Question

Simplify $\sqrt {\dfrac{{10}}{{81}}} $?

Answer 1

Hint: Given a radical expression in fraction form. We have to evaluate the expression. First, we will write the expression as a quotient to radicals. Then, we will find the factors of the numerator and denominator in the expression. Then, we make pairs of the factors and move out the perfect square factors of the expression.

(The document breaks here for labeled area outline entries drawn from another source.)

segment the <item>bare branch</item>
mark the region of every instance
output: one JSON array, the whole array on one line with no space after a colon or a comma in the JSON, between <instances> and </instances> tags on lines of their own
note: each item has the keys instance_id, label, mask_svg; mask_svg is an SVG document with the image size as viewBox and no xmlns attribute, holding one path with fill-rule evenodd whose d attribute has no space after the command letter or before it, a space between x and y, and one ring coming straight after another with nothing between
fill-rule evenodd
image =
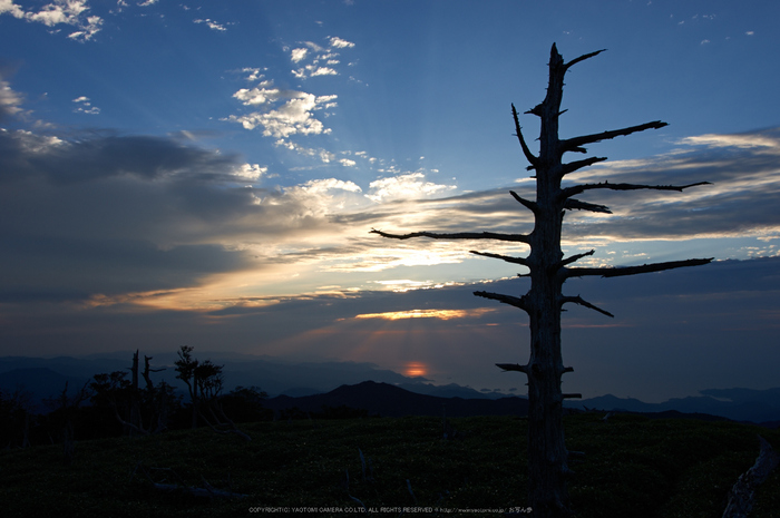
<instances>
[{"instance_id":1,"label":"bare branch","mask_svg":"<svg viewBox=\"0 0 780 518\"><path fill-rule=\"evenodd\" d=\"M536 157L533 153L530 153L530 149L526 144L526 139L523 138L523 131L520 130L520 119L517 117L517 109L515 108L514 104L511 105L511 116L515 118L515 131L517 131L517 138L520 140L523 154L526 156L526 159L530 163L532 166L538 167L539 158Z\"/></svg>"},{"instance_id":2,"label":"bare branch","mask_svg":"<svg viewBox=\"0 0 780 518\"><path fill-rule=\"evenodd\" d=\"M533 212L536 214L539 211L539 206L536 204L536 202L532 202L530 199L526 199L520 197L517 193L514 190L509 190L509 194L517 199L518 203L520 203L524 207L526 207L528 211Z\"/></svg>"},{"instance_id":3,"label":"bare branch","mask_svg":"<svg viewBox=\"0 0 780 518\"><path fill-rule=\"evenodd\" d=\"M560 196L567 198L577 194L582 194L585 190L593 189L610 189L610 190L640 190L640 189L652 189L652 190L676 190L682 193L683 189L690 187L698 187L700 185L712 185L710 182L696 182L695 184L688 185L642 185L642 184L611 184L608 182L599 184L582 184L575 185L573 187L567 187L560 192ZM582 203L582 202L581 202Z\"/></svg>"},{"instance_id":4,"label":"bare branch","mask_svg":"<svg viewBox=\"0 0 780 518\"><path fill-rule=\"evenodd\" d=\"M569 66L573 65L576 59L572 61ZM664 126L669 126L669 124L663 123L661 120L653 120L652 123L645 123L638 126L631 126L628 128L613 129L610 131L603 131L593 135L583 135L582 137L567 138L565 140L560 140L560 154L563 155L566 152L579 150L577 148L581 148L585 144L608 140L611 138L631 135L632 133L644 131L645 129L660 129Z\"/></svg>"},{"instance_id":5,"label":"bare branch","mask_svg":"<svg viewBox=\"0 0 780 518\"><path fill-rule=\"evenodd\" d=\"M573 303L575 303L575 304L579 304L581 306L588 307L588 309L591 309L591 310L593 310L593 311L597 311L597 312L599 312L601 314L611 316L611 317L613 317L613 319L615 317L615 315L613 315L613 314L610 313L608 311L602 310L601 307L591 304L589 302L587 302L586 300L584 300L584 299L583 299L582 296L579 296L579 295L577 295L577 296L564 296L563 299L560 299L560 305L562 305L562 306L563 306L564 304L566 304L567 302L573 302Z\"/></svg>"},{"instance_id":6,"label":"bare branch","mask_svg":"<svg viewBox=\"0 0 780 518\"><path fill-rule=\"evenodd\" d=\"M585 158L584 160L576 160L576 162L571 162L568 164L564 164L563 169L560 169L560 177L563 178L564 176L568 175L569 173L574 173L577 169L582 169L583 167L588 167L592 166L593 164L597 164L599 162L604 162L607 158L605 156L594 156L592 158Z\"/></svg>"},{"instance_id":7,"label":"bare branch","mask_svg":"<svg viewBox=\"0 0 780 518\"><path fill-rule=\"evenodd\" d=\"M496 363L496 366L504 370L504 372L518 371L528 373L528 365L520 365L519 363Z\"/></svg>"},{"instance_id":8,"label":"bare branch","mask_svg":"<svg viewBox=\"0 0 780 518\"><path fill-rule=\"evenodd\" d=\"M579 199L568 198L564 202L564 208L569 211L591 211L592 213L612 214L606 205L597 205L595 203L581 202Z\"/></svg>"},{"instance_id":9,"label":"bare branch","mask_svg":"<svg viewBox=\"0 0 780 518\"><path fill-rule=\"evenodd\" d=\"M556 265L555 265L555 268L556 268L556 271L557 271L558 268L562 268L562 267L566 266L567 264L572 264L572 263L574 263L574 262L576 262L576 261L579 261L579 260L583 258L583 257L587 257L588 255L593 255L593 254L595 254L595 253L596 253L596 251L595 251L595 250L592 250L592 251L589 251L589 252L585 252L585 253L582 253L582 254L572 255L571 257L566 257L565 260L563 260L563 261L560 261L558 264L556 264Z\"/></svg>"},{"instance_id":10,"label":"bare branch","mask_svg":"<svg viewBox=\"0 0 780 518\"><path fill-rule=\"evenodd\" d=\"M519 307L520 310L523 310L525 312L529 311L525 295L521 297L517 297L517 296L503 295L500 293L489 293L489 292L474 292L474 294L477 296L481 296L484 299L490 299L494 301L503 302L505 304L514 305L515 307Z\"/></svg>"},{"instance_id":11,"label":"bare branch","mask_svg":"<svg viewBox=\"0 0 780 518\"><path fill-rule=\"evenodd\" d=\"M496 240L514 243L530 243L530 237L525 234L498 234L496 232L459 232L457 234L435 234L432 232L412 232L411 234L389 234L372 228L369 234L379 234L391 240L409 240L411 237L430 237L432 240Z\"/></svg>"},{"instance_id":12,"label":"bare branch","mask_svg":"<svg viewBox=\"0 0 780 518\"><path fill-rule=\"evenodd\" d=\"M523 266L528 266L528 261L525 257L511 257L509 255L491 254L489 252L477 252L475 250L469 251L470 254L481 255L484 257L499 258L506 261L507 263L521 264Z\"/></svg>"},{"instance_id":13,"label":"bare branch","mask_svg":"<svg viewBox=\"0 0 780 518\"><path fill-rule=\"evenodd\" d=\"M569 62L567 62L566 65L564 65L564 68L568 70L568 69L572 68L574 65L578 63L579 61L585 61L586 59L589 59L589 58L592 58L592 57L594 57L594 56L597 56L597 55L604 52L605 50L606 50L606 49L596 50L595 52L589 52L589 53L579 56L578 58L575 58L575 59L571 60Z\"/></svg>"},{"instance_id":14,"label":"bare branch","mask_svg":"<svg viewBox=\"0 0 780 518\"><path fill-rule=\"evenodd\" d=\"M583 277L586 275L601 275L602 277L621 277L625 275L636 275L640 273L663 272L665 270L682 268L685 266L701 266L712 262L710 258L693 258L686 261L669 261L665 263L643 264L641 266L621 266L604 268L565 268L564 278Z\"/></svg>"}]
</instances>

Complete step by step solution:
We are given the expression, $\sqrt {\dfrac{{10}}{{81}}} $. First, write the expression as a quotient of two radical expressions.
$ \Rightarrow \dfrac{{\sqrt {10} }}{{\sqrt {81} }}$
Write the factors of the numerator and denominator.
$ \Rightarrow \dfrac{{\sqrt {10} }}{{\sqrt {81} }} = \dfrac{{\sqrt {2 \times 5} }}{{\sqrt {9 \times 9} }}$
Now, move out the number which is the perfect square inside the radicand.
$ \Rightarrow \dfrac{{\sqrt {10} }}{9}$

Hence, the simplified form of the expression $\sqrt {\dfrac{{10}}{{81}}} $ is $\dfrac{{\sqrt {10} }}{9}$.

Additional Information:
The square root of a number is equal to the number itself when it is multiplied by itself. The number represented inside the square root symbol is known as radicand and the symbol is known as radical. The square root of the numbers is obtained by finding the perfect square of the radicand. The perfect square is denoted as a product of two equal numbers. Some numbers cannot be represented as perfect squares which means the square root of that number is not easy to obtain. The square root of such numbers can be obtained by the long division method. The radical expression as a quotient of two radicands can be written as $\sqrt {\dfrac{a}{b}} = \dfrac{{\sqrt a }}{{\sqrt b }}$

Note: Rational expression involving radicals can be represented as a quotient of radical expression. The numbers are represented as their prime factors. These factors tell whether the number is a perfect square or not.